When they broke up the Southern California Baseball Assn. last year and Pepperdine got out and into the reconstituted West Coast Athletic Conference, everyone thought the Waves had a lock on a berth in the NCAA Regional Tournament.
Everyone was right--unless Pepperdine does an unexpected nose dive in the last four weeks of conference play.
Coach Dave Gorrie's Waves, often runners-up in the SCBA to Cal State Fullerton, defending NCAA champion, are running far ahead of the pack in the WCAC and seem certain of winning the league and a berth in NCAA playoffs.
After sweeping a three-game series from the University of San Diego last weekend, Pepperdine was 33-7-1 overall as the week began and 13-2 in the WCAC. With nine league games to play, the Waves have a 4 1/2-game lead over second-place Santa Clara (24-17, 8-6 in the WCAC).
Gorrie has been getting consistent and timely hitting, solid pitching and what he calls superb defense from his crew. But he cautions that Pepperdine's apparent trot through the WCAC has been more like trudging.
"I've never seen the WCAC as an easy league and it isn't," Gorrie said. "We've had a lot of success, but they have been tough games. Everybody in the league, whether it be Nevada Reno or St. Mary's, plays us very tough, and we haven't blown anybody out."
He uttered those words shortly before Pepperdine exploded for 21 hits and blew out USD, 15-1. But the Waves did have tough times in the next two games of the series, edging the Toreros, 3-1 and 3-2, in a double-header Saturday.
"Fullerton dominated our (old) league, although we played excellent games against them. We had a strong rivalry with Fullerton, but we are reviving old rivalries with the San Diegos and the Loyola Marymounts."
The San Diegos and the Loyolas may not appreciate the revival as much as Gorrie--at least not this year. For Loyola, which was a member of the SCBA, it's not a revival anyway.
Pepperdine is hot. The pitching staff, led by Scott Marrett and Mike Fetters, has an earned-run average of 3.51. The team batting average is .305 and its slugging average is .451. Best of all from Gorrie's point of view, the team is fielding .975.
"The defense is superb," Gorrie said. "We just do not give up cheap runs; other teams have to earn everything.
"A sound defense is going to keep you in games. If the hitting is off or the pitchers are struggling, the defense can always be a focal point of consistency."
The hitting has been on, not off. Sophomore right fielder Steve Erickson (.366) tops a list of six players hitting .325 or higher. The others are senior center fielder Brad Bierley and sophomore third baseman Paul Faries (both .342), senior first baseman Chris Johnson (.331), freshman infielder Brian Allen (.330) and freshman left fielder Steve Kirkpatrick (.325). He is the son of Ed (Spanky) Kirkpatrick, who played with the California Angels and the Pittsburgh Pirates.
Bierley Bounced Back
The hitting hasn't been much of a surprise; the six were expected to do well. But Gorrie has been pleased with the resurgence at the plate of Bierley, whose average dipped to .284 when he was tried at third base last year instead of his usual outfield position.

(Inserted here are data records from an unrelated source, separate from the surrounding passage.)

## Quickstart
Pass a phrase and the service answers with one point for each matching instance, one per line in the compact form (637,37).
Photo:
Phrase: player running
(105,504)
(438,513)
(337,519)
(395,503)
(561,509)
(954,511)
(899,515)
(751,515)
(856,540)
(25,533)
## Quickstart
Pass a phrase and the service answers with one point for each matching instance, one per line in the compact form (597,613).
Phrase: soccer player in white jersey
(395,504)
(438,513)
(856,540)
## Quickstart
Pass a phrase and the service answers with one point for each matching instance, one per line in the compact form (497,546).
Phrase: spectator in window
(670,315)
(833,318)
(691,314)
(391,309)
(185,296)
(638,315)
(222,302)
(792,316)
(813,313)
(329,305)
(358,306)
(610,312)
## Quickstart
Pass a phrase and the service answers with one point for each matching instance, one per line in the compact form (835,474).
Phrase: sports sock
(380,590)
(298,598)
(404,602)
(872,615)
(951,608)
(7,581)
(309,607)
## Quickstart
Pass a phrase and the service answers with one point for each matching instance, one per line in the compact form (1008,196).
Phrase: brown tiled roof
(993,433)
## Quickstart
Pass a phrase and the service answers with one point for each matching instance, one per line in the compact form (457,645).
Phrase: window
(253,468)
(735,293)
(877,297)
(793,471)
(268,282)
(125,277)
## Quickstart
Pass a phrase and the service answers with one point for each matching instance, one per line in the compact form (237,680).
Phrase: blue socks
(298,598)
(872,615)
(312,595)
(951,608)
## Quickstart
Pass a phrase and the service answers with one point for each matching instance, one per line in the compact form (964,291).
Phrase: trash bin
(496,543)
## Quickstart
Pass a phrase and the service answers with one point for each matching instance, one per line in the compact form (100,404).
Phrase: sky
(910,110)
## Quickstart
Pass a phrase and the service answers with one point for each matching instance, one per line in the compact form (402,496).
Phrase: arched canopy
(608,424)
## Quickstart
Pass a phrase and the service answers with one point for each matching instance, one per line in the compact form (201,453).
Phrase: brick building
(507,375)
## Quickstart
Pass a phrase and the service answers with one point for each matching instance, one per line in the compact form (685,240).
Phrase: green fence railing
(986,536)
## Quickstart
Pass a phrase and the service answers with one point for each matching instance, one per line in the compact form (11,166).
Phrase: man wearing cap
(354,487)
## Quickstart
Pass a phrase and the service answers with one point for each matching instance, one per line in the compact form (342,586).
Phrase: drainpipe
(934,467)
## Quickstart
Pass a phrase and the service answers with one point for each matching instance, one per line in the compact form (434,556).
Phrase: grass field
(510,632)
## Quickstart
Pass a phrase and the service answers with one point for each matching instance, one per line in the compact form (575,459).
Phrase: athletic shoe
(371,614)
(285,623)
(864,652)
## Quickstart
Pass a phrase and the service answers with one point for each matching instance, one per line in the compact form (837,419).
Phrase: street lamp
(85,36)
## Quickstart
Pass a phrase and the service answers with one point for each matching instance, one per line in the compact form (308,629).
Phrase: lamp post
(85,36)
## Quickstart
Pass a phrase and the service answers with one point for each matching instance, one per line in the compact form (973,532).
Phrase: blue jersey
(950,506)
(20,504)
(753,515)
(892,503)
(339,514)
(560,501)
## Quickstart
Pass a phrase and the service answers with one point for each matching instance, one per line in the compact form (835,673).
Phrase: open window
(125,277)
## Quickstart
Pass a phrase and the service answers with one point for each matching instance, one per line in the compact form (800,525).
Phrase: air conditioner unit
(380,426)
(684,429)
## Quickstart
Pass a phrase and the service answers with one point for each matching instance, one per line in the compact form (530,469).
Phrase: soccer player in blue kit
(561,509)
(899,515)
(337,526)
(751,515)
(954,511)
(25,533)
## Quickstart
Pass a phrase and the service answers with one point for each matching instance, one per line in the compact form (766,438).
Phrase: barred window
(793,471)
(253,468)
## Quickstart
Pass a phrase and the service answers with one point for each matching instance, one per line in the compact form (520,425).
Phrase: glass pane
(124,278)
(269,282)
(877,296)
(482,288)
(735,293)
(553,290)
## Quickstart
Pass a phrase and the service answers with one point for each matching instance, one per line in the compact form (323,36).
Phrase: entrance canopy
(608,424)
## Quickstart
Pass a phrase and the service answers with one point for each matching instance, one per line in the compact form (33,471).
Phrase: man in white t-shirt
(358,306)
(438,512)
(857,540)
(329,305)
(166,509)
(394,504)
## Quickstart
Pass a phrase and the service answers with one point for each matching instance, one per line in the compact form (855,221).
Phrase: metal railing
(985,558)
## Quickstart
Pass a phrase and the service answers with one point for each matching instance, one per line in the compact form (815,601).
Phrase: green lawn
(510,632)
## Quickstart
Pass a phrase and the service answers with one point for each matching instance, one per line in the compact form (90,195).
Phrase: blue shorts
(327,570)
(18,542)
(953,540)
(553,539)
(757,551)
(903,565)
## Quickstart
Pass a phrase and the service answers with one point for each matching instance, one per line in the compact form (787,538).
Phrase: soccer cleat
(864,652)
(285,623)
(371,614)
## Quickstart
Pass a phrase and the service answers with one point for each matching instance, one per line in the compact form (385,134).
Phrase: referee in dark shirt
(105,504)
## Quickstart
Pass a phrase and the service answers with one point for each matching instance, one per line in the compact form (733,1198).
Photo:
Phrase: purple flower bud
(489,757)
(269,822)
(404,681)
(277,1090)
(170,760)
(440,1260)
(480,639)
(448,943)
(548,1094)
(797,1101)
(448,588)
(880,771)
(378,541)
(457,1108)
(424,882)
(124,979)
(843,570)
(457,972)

Bierley, who set a single-season school record with eight triples in 1983, had only three last year but has four three-baggers this season.
He hit just four home runs last year, but the former Palos Verdes High School star has hit 16 this year, shattering the school record of 11 held by Andy Stankiewicz, the team's junior second baseman who hit that many last year, and Mike Gates, who did it in 1979.
Gorrie said Bierley's hitting may have fallen last year because he was "learning a new job at third base. And he learned it well; he made only three errors in 28 league games.
"But he is a natural outfielder and is now hitting with consistency and power. He had a good fall and he is getting better all the time."
The pitching staff is not struggling--far from it. The big surprise is Marrett, a 6-4, 195-pound junior right-hander who was a natural first baseman at Calabasas High School but is having a year on the mound that seems preternatural.
Marrett Is 10-0
Marrett, who began making the transition from the infield to the mound when he was a freshman, last year was 3-1 with a 3.40 earned-run average and walked 19 hitters in 45 innings. This year he is 10-0 with a 1.05 ERA, has pitched seven complete games and has walked just 16 batters in 85.2 innings.
"Last year Scott showed a lot of promise, but he did not have consistency," Gorrie said. "This year he is maturing." And bringing out the scouts, who were in Malibu with their radar guns as Marrett pitched a four-hit complete game in the 15-1 defeat of USD.
Sophomore right-hander Mike Fetters showed maturity beyond his years in 1984, topping the staff with a 10-2 record and a 2.84 ERA and making Baseball America's freshman All-American team.